Der Strom von Rogun ist auch für den Ausbau der energieintensiven Aluminiumindustrie bestimmt. Die noch aus Sowjetzeiten stammende Tajik Aluminium Company (TALCO) in Tursunsoda konsumiert bei voller Auslastung 40 Prozent des tadschikischen Stroms. Wegen der wirtschaftlichen Bedeutung wurde der Ort während des Bürgerkriegs sogar zum Schauplatz von Kampfhandlungen. Heute ist TALCO Chefsache: Präsident Rachmon persönlich steht dem Unternehmen vor, das fast die Hälfte des Bruttoinlandprodukts und 90 Prozent der Deviseneinnahmen erwirtschaftet - und regelmäßig wegen Korruption für Schlagzeilen sorgt.
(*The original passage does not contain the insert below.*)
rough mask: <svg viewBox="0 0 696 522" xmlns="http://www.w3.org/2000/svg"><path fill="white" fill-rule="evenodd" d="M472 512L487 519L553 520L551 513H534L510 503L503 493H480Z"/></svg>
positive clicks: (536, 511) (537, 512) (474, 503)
Ende 2017 wurde bekannt, dass die chinesische Yunnan Construction and Investment Holding Group neben TALCO für 1,8 Milliarden Dollar eine weitere Aluminiumhütte errichten will. Die Investition unterstreicht Chinas Ambitionen in der Region. Seit einigen Jahren wird verstärktes Interesse Pekings an den ehemaligen zentralasiatischen Sowjetrepubliken registriert. Grund sind die Pläne für eine neue Seidenstraße, in denen auch Tadschikistan eine Rolle spielt.
Die Präsidenten Tadschikistans und Usbekistans bemerkten in einer gemeinsamen Presseerklärung anlässlich ihres Treffens in Duschanbe, dass tadschikische Wasserkraftwerke ganz Zentralasien zugute kommen könnten. Diese Rhetorik deutet auf eine echte Kehrtwende hin: Unter dem 2016 verstorbenen usbekischen Präsidenten Islam Karimow hatte ein aggressiver Tonfall gegen das Rogun-Projekt geherrscht. Dieses galt zu jener Zeit noch als Bedrohung für die Sicherheit Usbekistans.